Eritrea should break the shackles on Irob abductees and let them free

 

I’m not sure if it is out of feeling personal responsibility, social justice or community pride, but I can not seem to stop asking the question; where are the more than 100 innocent Irob abductees, who were taken by the Eritrean government in 1998, 1999 and 2000, today? And who is speaking for them?

 

Even taking prisoners of war or enemy combatants would causes concern as to how they are being treated by those holding them. As the new UN Security Council resolution shows, the Eritrean government has been asked to provide information on the Djibouti combatants who are missing. One is forced to suspect that the main difference between the Irob innocent abductees and the Djibouti combatants is; that the Djibouti combatants have someone to speak on their behalf and the innocent Irob abductees do not. There can be no argument about how wrong, and even evil, it is to abduct and cause suffering to innocent people who have done no harm to anyone. Not one of the Irob abductees has ever been a member of any political party or involved in any military or civil defense.
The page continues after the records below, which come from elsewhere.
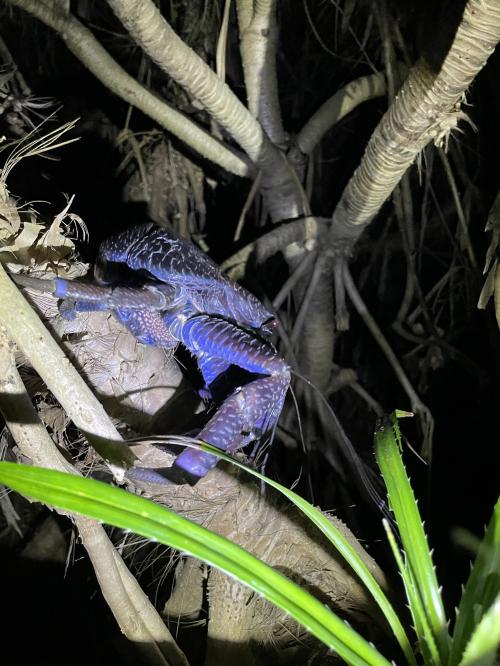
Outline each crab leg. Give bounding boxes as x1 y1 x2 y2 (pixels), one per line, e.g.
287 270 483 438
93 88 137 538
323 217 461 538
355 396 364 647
12 275 176 312
172 315 290 477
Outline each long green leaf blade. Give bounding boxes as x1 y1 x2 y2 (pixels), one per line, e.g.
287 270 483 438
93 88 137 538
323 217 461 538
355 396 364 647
449 499 500 666
375 415 450 663
0 462 389 666
460 594 500 666
186 437 417 666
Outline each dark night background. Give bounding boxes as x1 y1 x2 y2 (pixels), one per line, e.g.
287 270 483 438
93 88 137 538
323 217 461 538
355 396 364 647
0 0 500 665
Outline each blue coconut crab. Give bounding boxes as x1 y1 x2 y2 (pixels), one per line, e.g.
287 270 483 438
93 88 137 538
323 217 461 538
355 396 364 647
19 224 290 481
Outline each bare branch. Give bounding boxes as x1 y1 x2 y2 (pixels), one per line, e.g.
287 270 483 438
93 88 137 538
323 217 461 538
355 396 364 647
106 0 309 221
333 0 500 231
1 0 251 176
237 0 287 148
0 327 187 666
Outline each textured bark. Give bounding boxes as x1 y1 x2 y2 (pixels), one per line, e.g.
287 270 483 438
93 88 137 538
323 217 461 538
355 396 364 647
0 326 187 666
130 444 385 666
108 0 308 221
236 0 287 148
333 0 500 231
6 0 251 176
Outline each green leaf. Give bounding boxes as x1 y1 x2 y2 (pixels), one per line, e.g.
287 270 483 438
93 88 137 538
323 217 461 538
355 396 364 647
184 437 416 665
0 462 389 666
375 414 450 663
383 519 440 666
460 594 500 666
449 499 500 666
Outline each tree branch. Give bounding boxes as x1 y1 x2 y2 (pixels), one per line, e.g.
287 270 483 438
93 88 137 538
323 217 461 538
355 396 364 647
0 327 187 666
333 0 500 227
105 0 309 221
236 0 287 149
1 0 251 176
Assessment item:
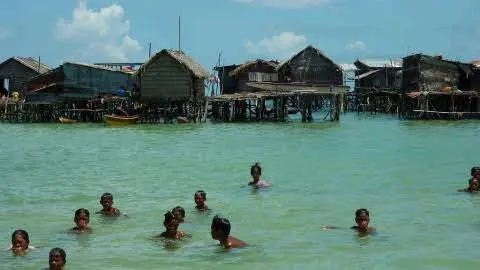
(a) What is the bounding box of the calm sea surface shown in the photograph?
[0,114,480,270]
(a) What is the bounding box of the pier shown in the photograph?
[209,83,348,122]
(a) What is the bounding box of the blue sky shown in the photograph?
[0,0,480,70]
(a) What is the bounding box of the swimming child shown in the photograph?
[469,167,480,181]
[351,208,376,234]
[159,211,188,239]
[48,248,67,270]
[97,193,120,217]
[211,215,247,249]
[70,208,92,233]
[172,206,185,223]
[10,230,35,255]
[458,178,480,193]
[193,190,208,211]
[248,162,271,188]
Their crime; belonging to a small community on the Ethiopian side of the border who refused to accept the Eritrean demand to change their citizenship. This makes me wonder how Eritrea can justify holding these people for so long without a single crime against them and how the world can sit blindly by and let this happen.  

 

Four years ago, I sat down with a sister of one of these unfortunate abductees. She lives in Addis Ababa and is a catholic nun. She is so calm, sweet and so humble, even for a nun. I made the mistake of accidentally mentioning her brother as we were talking about her two nephews that he left behind and I have had a pleasure of meeting them earlier that week. She broke down and started sobbing, apologizing for crying. She said “I am so sorry, but I simply can never be strong enough whenever I think of my brother”. I owe it to her, and many others like her to speak on there behalf. I know many of these abductees and also have a third cousin abducted by the Eritrean government. His father who died mysteriously during the Eritrean occupation of the Irob region, helped to raise me after the death of my own father at a young age. As I was left without a father, not by any criminal government, but due to lack of a basic health, the son of this man who raised me has left his children orphans because of a criminal act of the Eritrean government.

 

The spouses and children of these abductees have waited for over ten (10) years, to hear news of their where about. After all these years, they still have hope, but their eyes are never dry. They wonder if their loved ones are alive and if they will ever see them again. I owe it to these families, and more importantly, to my uncle who deserves no less from me after what he has done for me. I owe it to all the orphans and widows who have neither power nor means no speak up against the Eritrean injustices. I am an American citizen living with all the rights and privileges; no shackles on my legs, fear in my mind and guns to my head. I owe it to my new adopted country that has bestowed upon me not only all the rights and privileges to speak up for my own rights, but a responsibility to speak out for other’s as well.